Meet the weekend tomb explorers
Brothers Raymond and Charles Goh visit cemeteries to unearth history
By Huang Lijie

Older brother Raymond checking out the tombstone of Madam Tan Eng Neo – after whom Eng Neo Avenue is named – at Bukit Brown Cemetery.

Weekends spent among dead people may seem a spooky pursuit, but brothers Raymond and Charles Goh have found historical gemstones among tombstones.

The duo are neither mediums nor ghostbusters, but passionate tomb explorers who enjoy unearthing Singapore’s history through graves.

One recent case after a three-year search was their discovery of the tomb, in Bukit Brown Cemetery, of Madam Tan Eng Neo, whom Eng Neo Avenue is named after.

For the siblings, finding where the wife of wealthy Chinese businessman Gaw Boon Chan was buried was fulfilling, and not just because it marked the end of their longest quest for a tomb.

Raymond, 47, the older brother, said: ‘We want people to know that Bukit Brown Cemetery is where many Singapore pioneers have been buried and to appreciate it, not bulldoze it.’

The 86ha graveyard off Lornie Road was in the news recently after heritage activists petitioned for a rethink of the redevelopment of one of Singapore’s oldest remaining burial grounds to meet housing needs.

To keep alive the memory of famous pioneers buried at the cemetery, the brothers conduct regular guided tours of the area. Those who have signed up include students, young professionals and retirees.

The duo also provide a free map which includes the locations of the tombs of more than 30 famous pioneers such as businessman Chew Boon Lay, who has an MRT station, school and housing estate named after him.

The map is on the website of the Asia Paranormal Investigators – www.api.sg – founded in 2005 by Charles to research unexplained phenomena.

The brothers’ interest in tombs began in 2006 after Raymond, the regional director of a health-care company, accompanied his father to his grandfather’s grave at Choa Chu Kang Cemetery.

‘It was my first visit and I had a shock when I saw my name on the tombstone.

‘It came to me, out of the blue, that I’m related to this grave,’ said the father of three children, aged 10 to 17.

His interest piqued, he began pouring over books on tomb culture and visiting cemeteries at the weekend, walking stick in hand to fend off spiders and even snakes to look for unusual tombstones.

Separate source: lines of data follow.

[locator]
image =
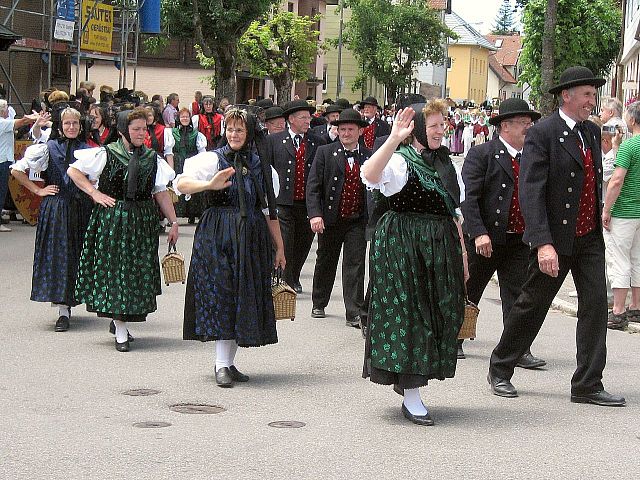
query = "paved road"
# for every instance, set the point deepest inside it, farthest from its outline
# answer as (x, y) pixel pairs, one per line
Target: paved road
(64, 415)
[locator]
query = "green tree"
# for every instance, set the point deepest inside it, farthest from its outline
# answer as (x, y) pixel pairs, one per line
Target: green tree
(504, 24)
(389, 38)
(216, 26)
(587, 33)
(281, 47)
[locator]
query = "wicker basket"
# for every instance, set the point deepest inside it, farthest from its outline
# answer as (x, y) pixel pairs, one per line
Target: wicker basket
(284, 298)
(173, 266)
(468, 329)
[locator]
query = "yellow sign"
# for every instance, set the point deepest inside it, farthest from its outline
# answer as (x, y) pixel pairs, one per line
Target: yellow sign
(99, 31)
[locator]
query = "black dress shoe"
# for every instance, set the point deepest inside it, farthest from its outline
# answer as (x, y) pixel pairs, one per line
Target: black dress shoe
(236, 375)
(353, 322)
(602, 398)
(529, 361)
(223, 378)
(112, 331)
(425, 420)
(62, 324)
(502, 387)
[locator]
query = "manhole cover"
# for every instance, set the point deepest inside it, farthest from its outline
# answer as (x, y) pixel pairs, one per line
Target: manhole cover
(196, 408)
(141, 392)
(287, 424)
(151, 424)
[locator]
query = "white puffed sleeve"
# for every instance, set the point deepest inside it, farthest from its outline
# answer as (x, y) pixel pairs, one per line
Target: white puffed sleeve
(169, 141)
(36, 159)
(276, 187)
(202, 166)
(90, 161)
(164, 175)
(201, 142)
(393, 178)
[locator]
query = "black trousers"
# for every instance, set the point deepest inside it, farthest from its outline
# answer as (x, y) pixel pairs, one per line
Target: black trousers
(523, 323)
(297, 237)
(509, 260)
(348, 236)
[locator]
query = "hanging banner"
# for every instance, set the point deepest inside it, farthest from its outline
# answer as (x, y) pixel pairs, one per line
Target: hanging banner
(99, 32)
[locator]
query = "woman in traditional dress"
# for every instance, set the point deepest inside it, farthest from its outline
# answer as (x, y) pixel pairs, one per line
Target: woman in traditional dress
(101, 131)
(228, 296)
(188, 142)
(417, 261)
(119, 272)
(63, 218)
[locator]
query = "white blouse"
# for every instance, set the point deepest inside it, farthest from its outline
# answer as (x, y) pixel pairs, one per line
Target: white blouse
(91, 162)
(395, 176)
(204, 167)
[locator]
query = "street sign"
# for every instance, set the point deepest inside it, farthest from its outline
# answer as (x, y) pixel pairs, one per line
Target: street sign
(99, 32)
(64, 30)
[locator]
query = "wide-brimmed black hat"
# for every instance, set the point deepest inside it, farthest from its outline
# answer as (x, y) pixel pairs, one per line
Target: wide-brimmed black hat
(350, 116)
(273, 112)
(297, 106)
(514, 107)
(576, 76)
(333, 108)
(369, 101)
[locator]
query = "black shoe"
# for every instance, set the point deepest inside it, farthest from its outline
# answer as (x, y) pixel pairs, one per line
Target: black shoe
(122, 347)
(602, 398)
(62, 324)
(502, 387)
(353, 322)
(223, 378)
(112, 331)
(237, 376)
(425, 420)
(529, 361)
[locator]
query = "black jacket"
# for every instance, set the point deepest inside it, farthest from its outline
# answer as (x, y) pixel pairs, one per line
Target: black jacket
(281, 154)
(551, 177)
(326, 182)
(489, 182)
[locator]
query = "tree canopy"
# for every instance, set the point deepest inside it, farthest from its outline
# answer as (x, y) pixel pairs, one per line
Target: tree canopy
(281, 47)
(389, 38)
(587, 33)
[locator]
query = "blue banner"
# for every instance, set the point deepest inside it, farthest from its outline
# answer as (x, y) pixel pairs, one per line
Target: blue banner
(66, 10)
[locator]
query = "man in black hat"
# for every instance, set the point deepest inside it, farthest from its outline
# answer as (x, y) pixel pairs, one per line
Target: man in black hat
(337, 210)
(291, 153)
(375, 127)
(493, 224)
(331, 114)
(561, 203)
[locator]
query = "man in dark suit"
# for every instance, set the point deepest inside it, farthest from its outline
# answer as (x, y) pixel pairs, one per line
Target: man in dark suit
(493, 224)
(291, 153)
(561, 202)
(337, 209)
(327, 131)
(375, 126)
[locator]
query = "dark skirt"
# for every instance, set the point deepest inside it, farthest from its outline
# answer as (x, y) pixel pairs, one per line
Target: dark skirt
(228, 293)
(62, 223)
(119, 274)
(417, 300)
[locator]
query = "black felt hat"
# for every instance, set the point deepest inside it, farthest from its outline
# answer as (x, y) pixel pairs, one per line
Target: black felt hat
(514, 107)
(369, 101)
(576, 76)
(350, 116)
(273, 112)
(297, 106)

Raymond’s tomb fever got to Charles, who had some knowledge of the subject through his research on urban myths of haunted graves.

Charles, 43, a construction company safety manager who is married without children, said: ‘When Raymond finds an interesting tombstone, he is so excited he cleans it with his towel, then forgets and wipes his face with the cloth.’

They dig into the past of the tombs they find using information engraved on the tombstones, as well as newspaper and land deed archives.

They sometimes spend a few hundred dollars on archive material when researching a tomb but Raymond says their passion ‘cannot be measured in money terms’.

They say their families are supportive of their unusual pursuit.

‘Only our mother, who is superstitious, urges us not to visit the cemeteries at night or during the Hungry Ghost Festival,’ said Raymond. But not being superstitious, the siblings have not heeded her advice.

When historical records that they chance upon reveal the burial of a famous person in a particular cemetery, their search becomes tougher. The hunt for Madam Tan’s tomb, for example, was the proverbial needle in a haystack, with 80,000 tombstones at Bukit Brown.

Families eager to trace their roots or find the resting places of their ancestors have approached the brothers for help, and the duo gladly offer to reunite the living and the dead for free.

Those they have helped include the descendents of businessman Ang Seah Im, after whom Seah Im Road, near VivoCity, is named. The pioneer’s tomb is located in Bukit Brown.

Raymond said: ‘I feel sad and pained when I see tombs that are not taken care of by descendants. The dead should not be abandoned.’